At the same time, the U.S. population is aging rapidly. From 2020 to 2024, the number of adults aged 65 and older grew by 13%, significantly outpacing the 1.4% growth of working-age adults (ages 18 to 64), while the number of children declined by 1.7%, according to the U.S. Census Bureau.
Coupled together, those trends are spurring further growth in the percentage of patients covered by Medicare Advantage — and traditional Medicare — and a gradual decline in the number of commercially insured patients. That’s causing consternation among providers who worry that patients with employer-sponsored coverage will age into Medicare Advantage plans with lower reimbursements.
“Hospitals realize that Medicare Advantage is a huge part of their payer mix now,” Ginsburg said.
Contentious negotiations will continue
Historically, commercial plans have subsidized the cost of providing care to patients covered by Medicare and Medicaid.
But providers cannot negotiate significantly higher rates with Medicare Advantage plans because they are “basically pegged” to traditional Medicare payments, said Gretchen Jacobson, a Medicare coverage and access expert at the Commonwealth Fund.
That’s because Medicare Advantage plans are not required to pay more than what a provider would have been paid under traditional Medicare for out-of-network services.
“It essentially caps how much they’re paying out of network, and that out-of-network cap really influences the negotiations around whether the provider becomes an in-network provider,” Jacobson said.
In addition, growing provider consolidation, driven by hospital mergers and acquisitions, means that large health systems have more negotiating power than individual hospitals. That can lead to more contentious negotiations with insurers, especially in markets with only a few health systems and plans.
Now, some health systems are flexing their muscles. Mayo Clinic, for example, announced in October that it would no longer accept patients covered by certain Medicare Advantage plans, including some provided by Humana and UnitedHealthcare.
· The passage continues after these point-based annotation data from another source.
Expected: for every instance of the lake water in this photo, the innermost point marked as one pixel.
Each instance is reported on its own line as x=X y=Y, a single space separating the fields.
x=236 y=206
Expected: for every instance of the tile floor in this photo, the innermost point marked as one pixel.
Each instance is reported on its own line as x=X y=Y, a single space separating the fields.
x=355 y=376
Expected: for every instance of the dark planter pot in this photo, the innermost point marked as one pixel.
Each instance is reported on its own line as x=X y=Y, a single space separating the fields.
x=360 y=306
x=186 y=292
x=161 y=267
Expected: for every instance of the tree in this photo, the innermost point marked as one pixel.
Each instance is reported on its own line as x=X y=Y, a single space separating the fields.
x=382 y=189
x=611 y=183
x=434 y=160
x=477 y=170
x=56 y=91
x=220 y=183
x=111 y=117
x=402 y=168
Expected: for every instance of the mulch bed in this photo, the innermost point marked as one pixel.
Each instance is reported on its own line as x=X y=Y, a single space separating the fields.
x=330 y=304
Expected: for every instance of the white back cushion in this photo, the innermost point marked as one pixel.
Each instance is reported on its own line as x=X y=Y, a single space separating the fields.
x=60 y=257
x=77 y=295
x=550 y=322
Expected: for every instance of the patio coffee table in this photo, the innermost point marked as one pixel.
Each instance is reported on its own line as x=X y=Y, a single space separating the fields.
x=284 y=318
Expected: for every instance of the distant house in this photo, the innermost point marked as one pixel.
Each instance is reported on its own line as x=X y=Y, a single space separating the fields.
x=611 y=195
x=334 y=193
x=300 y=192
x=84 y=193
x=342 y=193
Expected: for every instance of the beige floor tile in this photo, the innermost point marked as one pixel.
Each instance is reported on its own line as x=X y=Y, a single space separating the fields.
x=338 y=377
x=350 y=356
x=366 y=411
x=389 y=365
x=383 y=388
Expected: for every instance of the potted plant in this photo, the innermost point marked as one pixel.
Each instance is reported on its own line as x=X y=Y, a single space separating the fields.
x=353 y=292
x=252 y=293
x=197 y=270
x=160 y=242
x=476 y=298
Other systems — like Johns Hopkins Medicine, Allina Health and Essentia Health — have also dropped plans.
Providers and payers are trying to lock in favorable payments as Medicaid cuts and expiring Affordable Care Act marketplace subsidies loom. The policy changes are expected to cut off critical sources of revenue and drive up uncompensated care.
The so-called “Big Beautiful Bill” will reduce federal Medicaid spending by almost $1 trillion over a decade, and increase the number of uninsured individuals by 10 million, according to the Congressional Budget Office. An increase in the uninsurance rate would hit hospitals as uncompensated care costs rise.
At the same time, premiums for ACA marketplace plans would more than double in 2026 if Congress allows the subsidies to lapse, according to KFF, leading to further coverage losses. Providers could lose more than $30 billion in revenue next year if the subsidies expire.
So, there are many reasons why negotiations between providers and Medicare Advantage plans have become more contentious, but the bottom line is:
“There’s simply more at stake in these negotiations for payers and providers than there used to be,” Jacobson said.